J. M. : Plusieurs choses ! Avant la pandémie, j’avais une grande réticence à demander une remise numérique des travaux. Maintenant que j’en ai expérimenté les multiples avantages, je ne crois pas revenir à des remises de travaux papier. Par contre, la correction est plus exigeante pour les yeux et nécessite donc plus de pauses. Aussi, j’ai adapté certains sommatifs; ils ont pris la forme de questionnaires. Je souhaitais qu’ils soient à la fois clairs et agréables à compléter pour l’étudiant et efficaces à corriger. L’utilisation d’éléments simples, comme par exemple quelques couleurs ainsi que la surbrillance a, je crois, rendu les questionnaires plus conviviaux. Enfin, j’ai réalisé qu’avec le numérique, « l’interférence » de l’écriture du prof parfois difficile à lire est inexistante. Ça peut paraître moins chaleureux; la « griffe » du prof n’y est pas, mais reste que les commentaires sont plus aisés à comprendre. Pédagogiquement, selon moi, l’étudiant peut apprendre beaucoup des commentaires de son prof sur sa copie.

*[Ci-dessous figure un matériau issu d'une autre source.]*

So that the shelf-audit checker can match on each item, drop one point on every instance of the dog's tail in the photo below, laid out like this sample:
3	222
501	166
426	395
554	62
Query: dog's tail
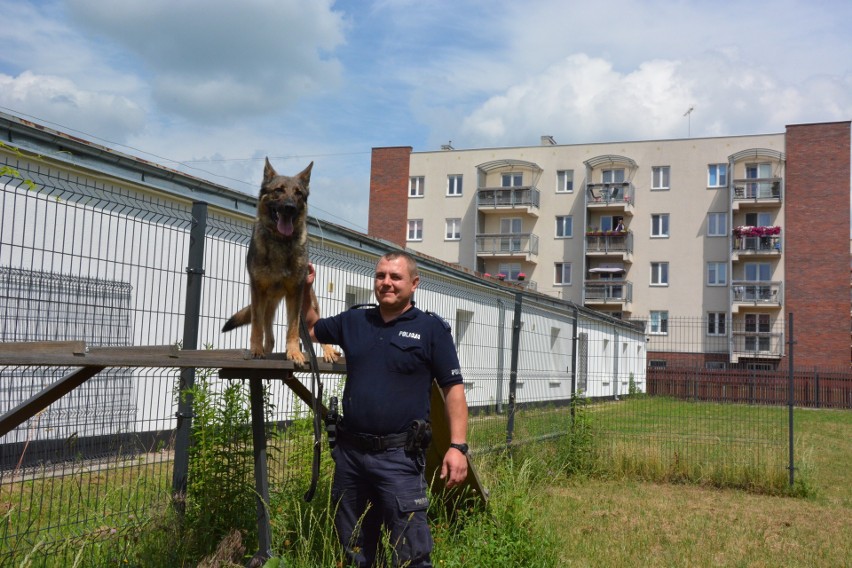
240	318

A. G. G. : Il y a deux découvertes que je compte maintenir dans mon enseignement en classe. J'ai découvert que les capsules vidéo peuvent être utiles, par exemple pour bonifier les explications en lien avec un travail à réaliser ou offrir un complément de contenu sur un sujet. Dans la suite office 365, Forms est un outil génial pour faire des exercices formatifs. On peut gagner du temps en classe puisque les questionnaires peuvent s'auto-corriger et on a accès aux statistiques de chacune des questions. Cela permet une rétroaction à l'élève et un retour efficace en classe par la suite sur ce que les étudiants ont moins bien compris.
5- Une leçon que vous tirez de cette expérience ou un conseil que vous donneriez à un nouvel enseignant qui devrait relever le même défi?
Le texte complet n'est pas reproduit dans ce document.